REVIEW OF PAYNE LINDAL LIEBOWITZ

When Bill Payne and Connie Crothers released Conversations in 2008, it was clear that a clarinet player of immense talent and clear distinction was on the scene. While he has been active for many years in various contexts, he has also been woefully underdocumented. The first release on Carol Liebowitz’s Line Art label goes a considerable distance toward setting the situation right, in the context of this dynamic trio and in a beautifully recorded environment.

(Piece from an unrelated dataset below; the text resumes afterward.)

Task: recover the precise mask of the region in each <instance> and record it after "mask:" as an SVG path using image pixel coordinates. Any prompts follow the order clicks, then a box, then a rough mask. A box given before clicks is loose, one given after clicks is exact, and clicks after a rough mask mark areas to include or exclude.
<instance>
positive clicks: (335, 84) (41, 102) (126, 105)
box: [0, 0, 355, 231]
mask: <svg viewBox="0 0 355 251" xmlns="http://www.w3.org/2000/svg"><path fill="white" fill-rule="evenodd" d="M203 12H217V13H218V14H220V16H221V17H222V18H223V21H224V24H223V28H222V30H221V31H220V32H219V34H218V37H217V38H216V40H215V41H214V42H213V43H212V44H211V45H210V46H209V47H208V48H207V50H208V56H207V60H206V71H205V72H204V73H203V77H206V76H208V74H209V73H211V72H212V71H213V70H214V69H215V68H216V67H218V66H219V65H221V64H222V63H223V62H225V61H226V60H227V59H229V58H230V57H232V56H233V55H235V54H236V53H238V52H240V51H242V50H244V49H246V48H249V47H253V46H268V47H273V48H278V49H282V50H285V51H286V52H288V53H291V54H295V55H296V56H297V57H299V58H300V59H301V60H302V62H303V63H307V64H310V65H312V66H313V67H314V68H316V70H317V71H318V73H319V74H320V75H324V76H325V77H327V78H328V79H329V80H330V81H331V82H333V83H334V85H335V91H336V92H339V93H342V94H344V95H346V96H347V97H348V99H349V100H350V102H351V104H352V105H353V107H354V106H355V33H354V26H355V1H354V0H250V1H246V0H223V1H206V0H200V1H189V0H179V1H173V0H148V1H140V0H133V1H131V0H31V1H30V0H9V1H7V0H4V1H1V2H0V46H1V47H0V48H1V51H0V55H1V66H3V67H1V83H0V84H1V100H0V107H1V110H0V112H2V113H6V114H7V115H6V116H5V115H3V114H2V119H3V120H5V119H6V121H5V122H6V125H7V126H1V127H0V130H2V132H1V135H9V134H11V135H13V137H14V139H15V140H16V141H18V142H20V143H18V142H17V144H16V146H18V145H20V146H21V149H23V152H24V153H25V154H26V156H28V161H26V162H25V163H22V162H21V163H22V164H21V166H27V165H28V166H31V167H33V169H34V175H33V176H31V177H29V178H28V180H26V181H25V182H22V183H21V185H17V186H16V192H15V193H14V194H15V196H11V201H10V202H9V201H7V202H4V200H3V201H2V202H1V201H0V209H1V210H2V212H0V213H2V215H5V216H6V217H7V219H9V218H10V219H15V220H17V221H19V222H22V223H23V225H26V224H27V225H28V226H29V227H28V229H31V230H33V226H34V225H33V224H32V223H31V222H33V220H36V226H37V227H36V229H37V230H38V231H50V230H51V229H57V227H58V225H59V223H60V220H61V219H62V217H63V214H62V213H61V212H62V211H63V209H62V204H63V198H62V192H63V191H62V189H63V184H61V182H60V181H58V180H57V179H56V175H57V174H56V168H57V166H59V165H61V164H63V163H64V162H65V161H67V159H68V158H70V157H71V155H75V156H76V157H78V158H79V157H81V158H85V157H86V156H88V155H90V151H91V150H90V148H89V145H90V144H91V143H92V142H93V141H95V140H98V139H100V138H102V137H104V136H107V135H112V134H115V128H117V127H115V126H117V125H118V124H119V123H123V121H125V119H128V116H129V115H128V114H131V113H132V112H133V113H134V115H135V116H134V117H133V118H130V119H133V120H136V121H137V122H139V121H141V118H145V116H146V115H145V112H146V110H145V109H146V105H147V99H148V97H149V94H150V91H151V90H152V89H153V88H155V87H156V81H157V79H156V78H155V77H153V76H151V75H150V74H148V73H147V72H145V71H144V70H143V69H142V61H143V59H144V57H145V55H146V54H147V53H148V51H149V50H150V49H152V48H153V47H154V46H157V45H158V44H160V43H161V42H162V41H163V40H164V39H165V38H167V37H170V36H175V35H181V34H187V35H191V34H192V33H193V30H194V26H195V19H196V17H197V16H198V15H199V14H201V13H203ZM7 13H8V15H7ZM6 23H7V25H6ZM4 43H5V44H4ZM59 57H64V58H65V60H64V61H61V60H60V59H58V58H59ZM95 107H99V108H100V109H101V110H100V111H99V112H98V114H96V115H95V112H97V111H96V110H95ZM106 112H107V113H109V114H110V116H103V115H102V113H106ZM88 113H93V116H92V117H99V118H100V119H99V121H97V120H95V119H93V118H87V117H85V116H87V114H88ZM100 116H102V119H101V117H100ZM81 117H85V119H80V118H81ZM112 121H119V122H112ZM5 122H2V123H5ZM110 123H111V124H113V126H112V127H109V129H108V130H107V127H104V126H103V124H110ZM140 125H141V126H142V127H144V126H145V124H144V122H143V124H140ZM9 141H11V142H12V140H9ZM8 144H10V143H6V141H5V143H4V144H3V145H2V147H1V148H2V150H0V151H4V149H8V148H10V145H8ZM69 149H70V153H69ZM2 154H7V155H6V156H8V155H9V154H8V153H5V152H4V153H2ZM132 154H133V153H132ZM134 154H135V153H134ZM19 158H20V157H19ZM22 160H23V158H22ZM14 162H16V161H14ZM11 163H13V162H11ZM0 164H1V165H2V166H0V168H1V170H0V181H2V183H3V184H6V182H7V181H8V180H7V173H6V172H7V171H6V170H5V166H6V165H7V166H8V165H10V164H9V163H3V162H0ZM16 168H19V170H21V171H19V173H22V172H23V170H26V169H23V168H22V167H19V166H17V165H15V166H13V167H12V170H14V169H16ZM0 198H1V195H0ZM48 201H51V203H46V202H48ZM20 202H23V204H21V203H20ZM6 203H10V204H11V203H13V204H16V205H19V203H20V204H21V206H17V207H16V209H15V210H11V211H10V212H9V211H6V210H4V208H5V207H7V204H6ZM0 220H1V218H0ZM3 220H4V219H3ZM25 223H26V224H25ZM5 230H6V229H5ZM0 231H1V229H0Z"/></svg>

This is a group initiating and responding on many and varied levels. From Payne’s opening notes, gently breathed and almost ethereal, new subtleties in his playing are apparent. Listen as his first tone fades to silence, Eva Lindal picking up on his overtones with what might be shimmering harmonics but on which she then builds in slowly sliding upper register thirds. Carol Liebowitz provides foundational support while simultaneously answering Payne, the multileveled dialogue in these opening few seconds indicative of the multifaceted music to come. The trio sounds larger than it is, as Lindal’s double stops often work in gorgeous counterpoint with Payne’s sense of line, melodies achieving and relinquishing focus as Liebowitz adds further melodic layers. The relationships presented as a palimpsest in the opening piece are explored throughout the rest of the disc. Vaguely ethnic topoi and driven pointilisms pervade the brief, poignant and aptly named “B/E,” a duo improvisation for Payne and Lindal. Payne and Liebowitz have a chance to stretch on “Glissade,” while “Preludes” offers solos and group interactions. The concept is a wonderfully evocative one, and the group rhetoric, individual and in combination, renders the appellation entirely appropriate. These players’ vocabularies are worth discussing at some length. Simply put, they sound like no one else. This is not the “free jazz” where volume and intensity proceed in slow arc; completely eschewed are the marathon high-powered blowing sessions so common now in free improvisation. As with Andras Schiff’s most recent Bach recordings, we are given a soundscape in which each dynamic and rhythmic contrast is of the utmost importance. Tone and articulation are of a piece, and there isn’t a sound wasted, something that cannot be said for much of what passes for free improvisation.

The recording is superb. Liebowitz’s piano is panned so that it encompasses the other two musicians, who reside just left and right of center soundstage. Every detail is crisp and clear, and there is the slightest reverb to provide atmosphere, keeping dryness at bay. The recording captures the perfect environment for this supremely sensitive trio, from whom I hope we hear a lot more.